Mutations affecting transition-state stabilization by residues coordinating zinc at the active site of cytidine deaminase.

Cytidine deaminase from Escherichia coli contains 1 mol of tightly bound zinc per enzyme subunit (Yang, C., Carlow, D., Wolfenden, R., & Short, S.A. (1992) Biochemistry 31, 4168-4174). When the metal liganding residues Cys-129 and Cys-132 were replaced by Ala, and His-102 was replaced by Ala, Asn, or Gln, deaminase activities of cell extracts containing these mutant enzymes were decreased by several orders of magnitude relative to that of the wild-type enzyme. After purification, each mutant protein was found to contain less than 0.2 mol of zinc per enzyme subunit, except mutant H102Q, which contained 1 mol of zinc per subunit. The activity of each mutant enzyme increased in the presence of added zinc but never attained wild-type activity. Mutant H102N was unique in that this protein could be purified as a stable apoenzyme, activated by added zinc, and then inhibited by EDTA. This mutant enzyme bound zinc with an apparent Kd value of 6.0 x 10(-10) M and regained maximal activity in the presence of 1 mol of zinc per subunit.
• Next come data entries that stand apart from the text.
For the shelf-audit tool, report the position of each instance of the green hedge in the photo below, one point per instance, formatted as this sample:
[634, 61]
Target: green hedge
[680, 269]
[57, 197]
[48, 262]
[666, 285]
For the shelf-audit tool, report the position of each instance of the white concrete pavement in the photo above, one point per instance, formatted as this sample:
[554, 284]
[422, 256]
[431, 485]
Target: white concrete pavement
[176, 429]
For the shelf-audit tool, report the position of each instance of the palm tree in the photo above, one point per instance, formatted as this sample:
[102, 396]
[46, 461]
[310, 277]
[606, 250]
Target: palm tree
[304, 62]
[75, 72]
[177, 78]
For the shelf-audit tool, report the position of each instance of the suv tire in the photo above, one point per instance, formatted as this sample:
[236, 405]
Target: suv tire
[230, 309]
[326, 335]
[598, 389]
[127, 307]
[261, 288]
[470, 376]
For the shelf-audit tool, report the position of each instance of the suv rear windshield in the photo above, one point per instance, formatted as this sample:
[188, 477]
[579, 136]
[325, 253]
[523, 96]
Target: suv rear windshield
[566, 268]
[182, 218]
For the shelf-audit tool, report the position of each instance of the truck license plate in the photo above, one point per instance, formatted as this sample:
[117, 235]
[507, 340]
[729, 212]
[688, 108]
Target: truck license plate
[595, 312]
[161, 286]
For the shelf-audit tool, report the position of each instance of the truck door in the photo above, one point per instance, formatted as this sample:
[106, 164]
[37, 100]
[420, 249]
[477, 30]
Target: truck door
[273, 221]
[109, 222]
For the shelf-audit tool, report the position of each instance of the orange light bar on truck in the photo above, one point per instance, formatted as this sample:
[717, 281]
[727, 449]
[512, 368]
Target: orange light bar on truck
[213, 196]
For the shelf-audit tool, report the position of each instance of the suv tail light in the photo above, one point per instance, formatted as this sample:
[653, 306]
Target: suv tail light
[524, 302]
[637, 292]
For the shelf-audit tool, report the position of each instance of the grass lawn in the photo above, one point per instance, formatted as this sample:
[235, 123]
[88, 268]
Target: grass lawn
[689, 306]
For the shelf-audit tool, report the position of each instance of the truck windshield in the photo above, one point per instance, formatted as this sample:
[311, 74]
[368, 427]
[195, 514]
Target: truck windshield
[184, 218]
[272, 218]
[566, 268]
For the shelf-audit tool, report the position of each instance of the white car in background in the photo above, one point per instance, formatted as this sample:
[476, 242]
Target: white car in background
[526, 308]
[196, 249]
Affinities of the mutant cytidine deaminases for the transition-state analogue, 5-fluoropyrimidin-2-one ribonucleoside (3,4) hydrate, were found to decrease in rough proportion to kcat/Km over a range spanning several orders of magnitude. This variation in catalytic efficiency arose mainly from effects on kcat, indicating the involvement of zinc coordination in the catalytic process rather than in substrate binding.